Favorite courses at Berkeley: Hubert Dreyfus changed my life with Husserl, Kierkegaard, and the Nazi professor Martin Heidegger. Paul Feyerabend married science and philosophy and it helped me to understand that even the truths by which we choose to live have their own pitfalls.
Favorite professors: Hubert Dreyfus, Paul Feyerabend, and the philosophers of the Vienna Circle - there was a wonderful professor who was close to Moritz Schlick and I cannot recall his name - So Logical Positivism was also something that kept me going as well.
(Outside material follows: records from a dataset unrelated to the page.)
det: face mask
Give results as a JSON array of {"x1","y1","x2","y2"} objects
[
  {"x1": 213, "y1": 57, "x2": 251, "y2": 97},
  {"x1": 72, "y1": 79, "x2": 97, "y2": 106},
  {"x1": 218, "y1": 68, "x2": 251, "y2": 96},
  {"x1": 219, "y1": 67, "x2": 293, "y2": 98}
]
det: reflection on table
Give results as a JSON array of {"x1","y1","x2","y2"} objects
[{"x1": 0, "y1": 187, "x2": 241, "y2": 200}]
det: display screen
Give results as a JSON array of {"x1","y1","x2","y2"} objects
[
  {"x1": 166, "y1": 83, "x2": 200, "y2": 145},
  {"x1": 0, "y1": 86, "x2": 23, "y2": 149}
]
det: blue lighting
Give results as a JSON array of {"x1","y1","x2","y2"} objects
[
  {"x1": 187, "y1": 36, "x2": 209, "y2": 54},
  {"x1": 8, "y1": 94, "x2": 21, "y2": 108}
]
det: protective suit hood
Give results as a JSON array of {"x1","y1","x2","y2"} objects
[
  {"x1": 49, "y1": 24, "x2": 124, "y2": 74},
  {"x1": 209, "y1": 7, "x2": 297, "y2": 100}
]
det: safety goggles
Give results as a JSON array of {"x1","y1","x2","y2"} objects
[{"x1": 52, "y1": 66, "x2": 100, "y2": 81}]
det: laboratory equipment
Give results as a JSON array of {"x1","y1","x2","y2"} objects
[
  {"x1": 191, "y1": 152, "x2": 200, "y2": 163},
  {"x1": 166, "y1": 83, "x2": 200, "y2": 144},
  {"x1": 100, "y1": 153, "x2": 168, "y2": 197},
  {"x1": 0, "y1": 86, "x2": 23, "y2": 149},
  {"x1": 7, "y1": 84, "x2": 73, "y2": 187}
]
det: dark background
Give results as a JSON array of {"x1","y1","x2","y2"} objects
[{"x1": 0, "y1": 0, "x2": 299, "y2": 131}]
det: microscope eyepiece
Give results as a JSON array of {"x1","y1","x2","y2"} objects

How has your philosophical training influenced your life and career? My philosophical training has meant a great deal to me. It influcenced my approach to patient care (which is to be human and not hide behind a stethascope), it helped me to work with hospice patients such that life and death were always at the edges of everything. I felt that sharing space with those who are dying can be a very good service and a source of enormous gratitude. I'm a lucky guy cause I took philosophy - and it appears that I have managed to survive my death ... so far.
Any current engagement with philosophy? I almost always continue to read philosophy. I am most involved in the ethics of health care and normally read medical journals relating to life and death decisions. But my interests go further. For me, great literature is often great philosophy. I read the Man Without Qualities twice, completed all of Proust, and I am now focusing on the philosophy of the stoicism.